Punjab-Haryana High Court
Commissioner Of C. Ex., Delhi-Ii vs Bharat Foam Udyog (P) Ltd. on 20 March, 2002
Equivalent citations: 2002 (82) ECC 47, 2002 (142) ELT 546 P H
Author: J L Gupta
Bench: J L Gupta, N Sud


ORDER

Jawahar Lal Gupta, J.

1. The competent authority had held that the respondent-assessee was liable to pay duty of Rs. 9,05,814.44. The assessee filed an appeal before the Tribunal. It also filed an application for waiver of pre-deposit. The Tribunal vide its order dated October 7, 1993, directed the assessee to make the deposit of the entire duty within three months. The payment was made. On February 15, 1999, the order passed by the Authorities under the Act was set aside. The assessee’s appeal was allowed with consequential relief. On failure to make the payment, the assessee approached the Tribunal. By its order dated April 4, 2001, the Tribunal observed that the assessee himself could have taken credit of the amount by making necessary endorsement in his own PLA account. The assessee is directed to take credit of the said amount in his PLA with notice to the concerned jurisdictional authority. The officer is directed not to pursue the show cause notice issued proposing to reject the claim for return of the money”. The Revenue has filed this petition under Section 35H(1) of the Central Excise Act, 1944 with the prayer that the Tribunal be directed to file a statement of the case and refer the questions of law for the opinion of this Court.

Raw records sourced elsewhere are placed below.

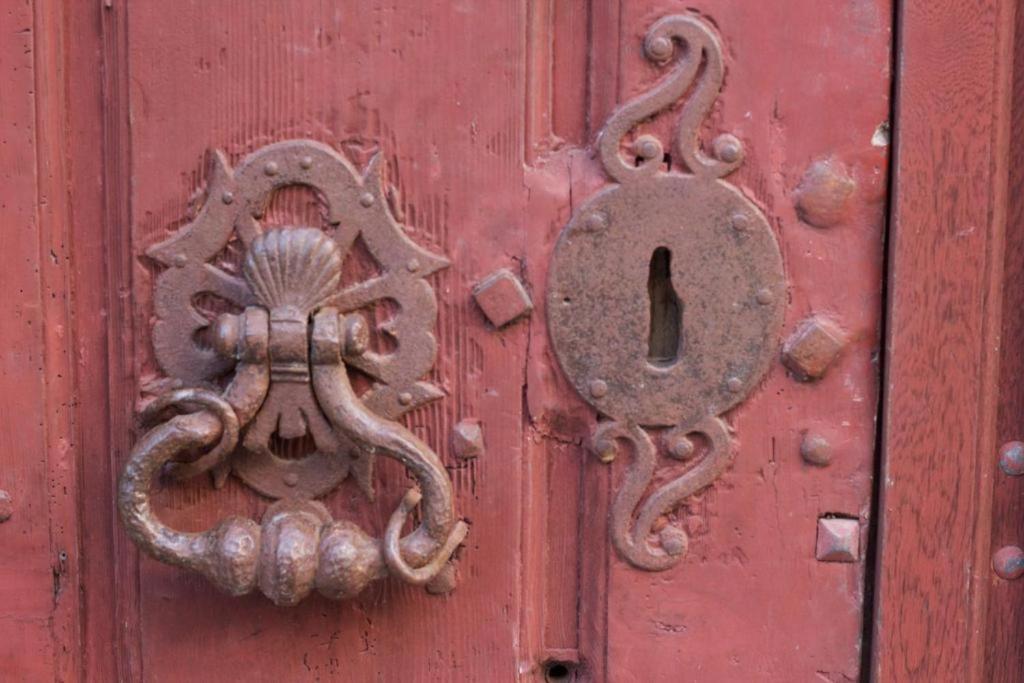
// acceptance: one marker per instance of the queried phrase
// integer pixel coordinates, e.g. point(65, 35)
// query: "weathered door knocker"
point(707, 338)
point(286, 348)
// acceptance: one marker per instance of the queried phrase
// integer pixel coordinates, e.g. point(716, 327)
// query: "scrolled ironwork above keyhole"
point(666, 294)
point(283, 353)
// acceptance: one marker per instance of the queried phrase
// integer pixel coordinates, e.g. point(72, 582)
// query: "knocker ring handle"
point(298, 347)
point(298, 547)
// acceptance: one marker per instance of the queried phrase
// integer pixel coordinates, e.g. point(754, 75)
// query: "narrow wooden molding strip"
point(944, 313)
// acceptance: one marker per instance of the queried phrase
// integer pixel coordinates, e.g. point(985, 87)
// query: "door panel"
point(485, 113)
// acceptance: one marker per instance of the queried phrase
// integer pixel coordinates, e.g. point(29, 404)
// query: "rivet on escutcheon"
point(1008, 562)
point(728, 148)
point(673, 541)
point(596, 222)
point(679, 445)
point(1012, 459)
point(647, 146)
point(659, 48)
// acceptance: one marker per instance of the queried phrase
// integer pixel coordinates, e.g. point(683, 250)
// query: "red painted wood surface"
point(1005, 623)
point(750, 600)
point(483, 111)
point(946, 286)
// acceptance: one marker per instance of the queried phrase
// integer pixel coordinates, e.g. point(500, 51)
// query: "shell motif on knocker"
point(283, 354)
point(704, 260)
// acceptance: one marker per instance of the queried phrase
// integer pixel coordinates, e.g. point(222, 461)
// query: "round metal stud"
point(728, 148)
point(680, 446)
point(1008, 562)
point(815, 450)
point(659, 48)
point(596, 222)
point(1012, 459)
point(674, 541)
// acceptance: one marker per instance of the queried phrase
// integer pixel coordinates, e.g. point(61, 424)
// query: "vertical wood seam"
point(119, 271)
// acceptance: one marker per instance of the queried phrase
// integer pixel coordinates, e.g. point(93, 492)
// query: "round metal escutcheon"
point(725, 270)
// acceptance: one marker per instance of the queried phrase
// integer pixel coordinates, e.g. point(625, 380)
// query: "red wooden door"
point(484, 116)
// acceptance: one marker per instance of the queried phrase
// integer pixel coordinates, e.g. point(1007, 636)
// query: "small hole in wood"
point(559, 671)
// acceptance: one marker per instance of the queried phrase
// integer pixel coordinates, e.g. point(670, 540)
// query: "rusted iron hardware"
point(665, 296)
point(274, 369)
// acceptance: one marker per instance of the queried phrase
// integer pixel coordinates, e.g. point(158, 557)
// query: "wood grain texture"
point(750, 600)
point(39, 617)
point(1005, 623)
point(945, 311)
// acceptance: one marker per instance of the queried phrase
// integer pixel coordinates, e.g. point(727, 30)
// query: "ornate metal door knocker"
point(665, 295)
point(283, 356)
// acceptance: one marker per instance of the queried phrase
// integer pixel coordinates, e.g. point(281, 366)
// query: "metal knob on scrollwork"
point(285, 356)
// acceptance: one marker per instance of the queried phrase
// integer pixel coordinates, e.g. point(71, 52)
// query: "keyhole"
point(666, 311)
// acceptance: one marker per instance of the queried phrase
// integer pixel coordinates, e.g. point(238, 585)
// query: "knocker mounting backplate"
point(275, 367)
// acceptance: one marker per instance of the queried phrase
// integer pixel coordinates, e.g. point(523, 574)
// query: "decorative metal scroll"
point(283, 351)
point(607, 297)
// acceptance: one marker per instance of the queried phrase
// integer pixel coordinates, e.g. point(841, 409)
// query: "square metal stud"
point(502, 298)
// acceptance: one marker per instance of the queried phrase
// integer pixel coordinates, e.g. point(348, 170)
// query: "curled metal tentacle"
point(392, 546)
point(227, 553)
point(376, 434)
point(696, 45)
point(629, 537)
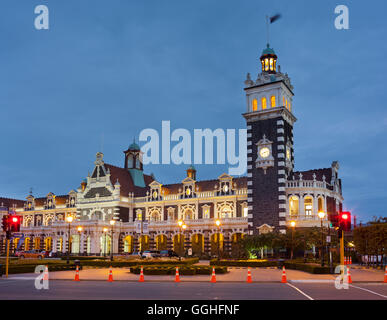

2. The case was posted before a Bench on March, 13, 2002. It was adjourned to enable the Counsel for the Revenue to file an affidavit along with proof of payment to the respondents. The affidavit of Ms. Renuka Mann, Commissioner of Central Excise, Delhi-II has been filed. It has been averred that the respondent has taken credit in terms of the CEGAT’s order. Thus, the direction given by the Tribunal has been complied with.

3. Mr. Govind Goel contends that the Tribunal had no jurisdiction to direct the refund of the amount.

4. The contention is misconceived. The order by which the demand was raised, was challenged by the assessee. It had also prayed for stay. The prayer for stay was not allowed. Thus, the deposit was made in accordance with the direction given by the Tribunal vide its order dated October 7, 1993. Finally, the appeal was allowed on February 15, 1999 “with consequential relief”. Resultantly, refund was a direct consequence of the acceptance of appeal and had to be allowed. The Revenue had not got any stay order. Thus, the refund had to be made. There was no error in the order passed by the Tribunal. In any event, the adjustment having already been done, this petition has become infructuous. No question of law subsists, which may require the opinion of this Court.

5. The writ petition is, accordingly, dismissed as having been rendered infructuous.